1.1.  Changes from RFC 7706

   RFC 7706 explicitly required that a root server instance be run on
   the loopback interface of the host running the validating resolver.
   However, RFC 7706 also had examples of how to set up common software
   that did not use the loopback interface.  This document loosens the
   restriction on using the loopback interface and in fact allows the
   use of a local service, not necessarily an authoritative server.
   However, the document keeps the requirement that only systems running
   on that single host be able to query that authoritative root server
   or service.

   This document changes the use cases for running a local root service
   to be more consistent with the reasons operators said they had for
   using RFC 7706:

   *  Removed the prohibition on distribution of recursive DNS servers,
      including configurations for this design because some already do
      and others have expressed an interest in doing so.

   *  Added the idea that a recursive resolver using this design might
      switch to using the normal (remote) root servers if the local root
      server fails.

   *  Refreshed the list of where one can get copies of the root zone.

   *  Added examples of other resolvers and updated the existing

1.2.  Requirements Notation

   The key words "MUST", "MUST NOT", "REQUIRED", "SHALL", "SHALL NOT",
   "OPTIONAL" in this document are to be interpreted as described in
   BCP 14 [RFC2119] [RFC8174] when, and only when, they appear in all
   capitals, as shown here.

2.  Requirements

   In order to implement the mechanism described in this document:

   *  The system MUST be able to validate every signed record in a zone
      with DNSSEC [RFC4033].

   *  The system MUST have an up-to-date copy of the public part of the
      Key Signing Key (KSK) [RFC4033] used to sign the DNS root.

   *  The system MUST be able to retrieve a copy of the entire root zone
      (including all DNSSEC-related records).
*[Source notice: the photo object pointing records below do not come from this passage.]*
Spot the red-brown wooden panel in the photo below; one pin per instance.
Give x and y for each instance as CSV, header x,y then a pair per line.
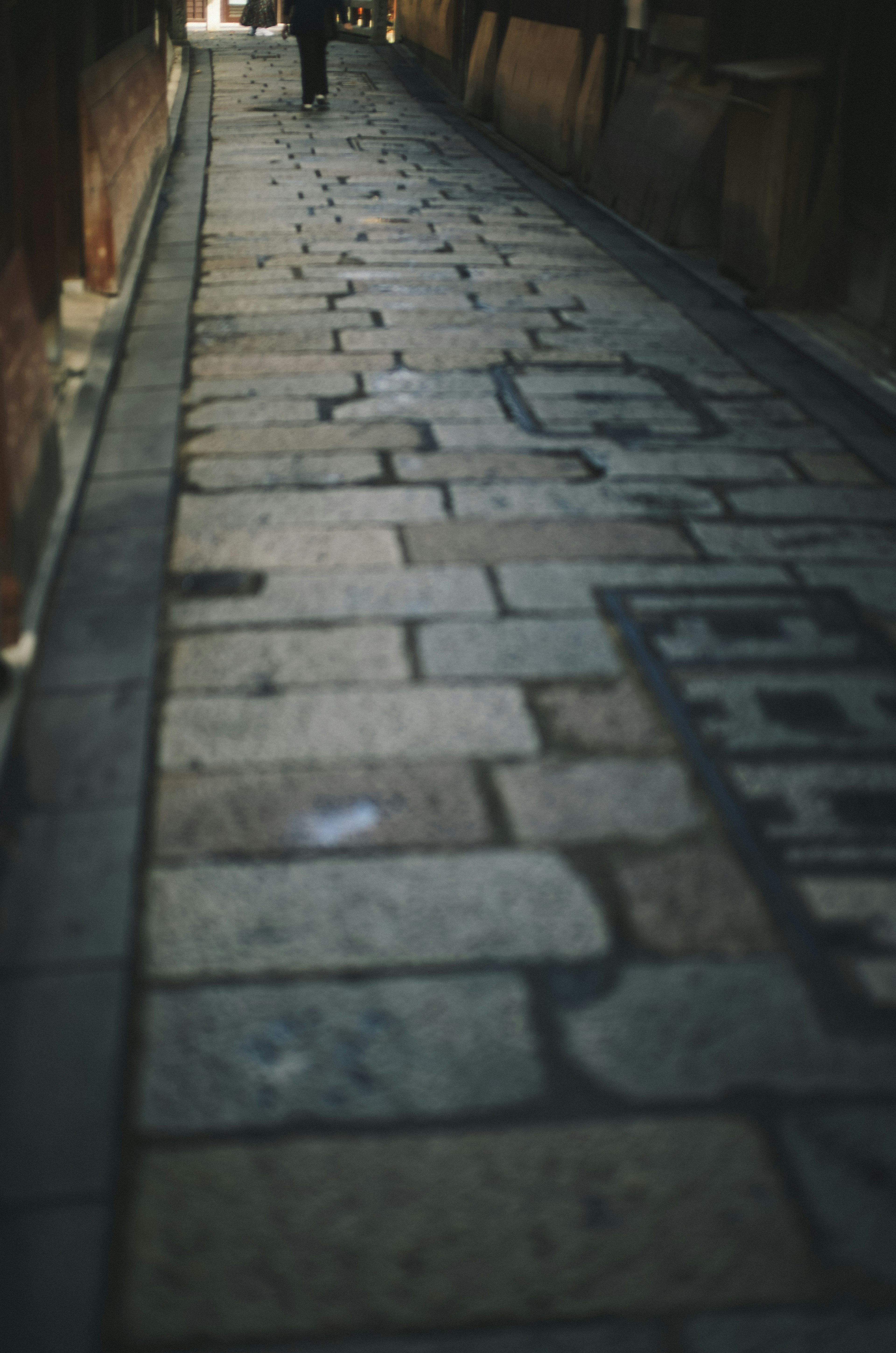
x,y
124,132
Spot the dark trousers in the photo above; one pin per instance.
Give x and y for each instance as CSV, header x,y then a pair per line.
x,y
313,57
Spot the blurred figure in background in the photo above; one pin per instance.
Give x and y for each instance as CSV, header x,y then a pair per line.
x,y
313,24
259,14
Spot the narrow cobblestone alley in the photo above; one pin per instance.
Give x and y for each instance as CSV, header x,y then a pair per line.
x,y
516,964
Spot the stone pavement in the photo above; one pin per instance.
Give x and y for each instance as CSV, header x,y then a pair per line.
x,y
459,1023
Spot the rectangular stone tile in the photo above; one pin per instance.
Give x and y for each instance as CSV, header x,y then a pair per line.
x,y
603,719
70,1243
210,473
872,588
338,726
818,503
67,887
209,547
130,503
315,438
217,1059
495,543
59,1063
607,499
568,586
250,413
388,593
698,1029
263,389
143,451
86,747
267,660
339,915
522,649
292,811
606,799
806,540
282,512
442,466
98,646
680,1213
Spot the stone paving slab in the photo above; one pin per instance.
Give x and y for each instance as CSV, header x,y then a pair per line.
x,y
296,811
351,914
411,1232
217,1057
435,772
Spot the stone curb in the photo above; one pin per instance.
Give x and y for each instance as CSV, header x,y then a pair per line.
x,y
78,779
80,438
   *  The system MUST be able to run an authoritative service for the
      root zone on the same host.  The authoritative root service MUST
      only respond to queries from the same host.  One way to ensure
      that the authoritative root service does not respond to queries
      from other hosts is to run an authoritative server for the root
      that responds only on one of the loopback addresses (that is, an
      address in the range 127/8 for IPv4 or ::1 in IPv6).  Another
      method is to have the resolver software also act as an
      authoritative server for the root zone, but only for answering
      queries from itself.

   A corollary of the above list is that authoritative data in the root
   zone used on the local authoritative server MUST be identical to the
   same data in the root zone for the DNS.  It is possible to change the
   unsigned data (the glue records) in the copy of the root zone, but
   such changes could cause problems for the recursive server that
   accesses the local root zone, and therefore any changes to the glue
   records SHOULD NOT be made.

3.  Operation of the Root Zone on the Local Server

   The operation of an authoritative server for the root in the system
   described here can be done separately from the operation of the
   recursive resolver, or it might be part of the configuration of the
   recursive resolver system.

   The steps to set up the root zone are:

   1.  Retrieve a copy of the root zone.  (See Appendix A for some
       current locations of sources.)

   2.  Start the authoritative service for the root zone in a manner
       that prevents any system other than a recursive resolver on the
       same host from accessing it.

   The contents of the root zone MUST be refreshed using the timers from
   the SOA record in the root zone, as described in [RFC1035].  This
   inherently means that the contents of the local root zone will likely
   be a little behind those of the global root servers, because those
   servers are updated when triggered by NOTIFY messages.

   There is a risk that a system using a local authoritative server for
   the root zone cannot refresh the contents of the root zone before the
   expire time in the SOA.  A system using a local authoritative server
   for the root zone MUST NOT serve stale data for the root zone.  To
   mitigate the risk that stale data is served, the local root server
   MUST immediately switch to using non-local root servers when it
   detects that it would be serving state data.

   In a resolver that is using an internal service for the root zone, if
   the contents of the root zone cannot be refreshed before the expire
   time in the SOA, the resolver MUST immediately switch to using non-
   local root servers.

   In the event that refreshing the contents of the root zone fails, the
   results can be disastrous.  For example, sometimes all the NS records
   for a TLD are changed in a short period of time (such as 2 days); if
   the refreshing of the local root zone is broken during that time, the
   recursive resolver will have bad data for the entire TLD zone.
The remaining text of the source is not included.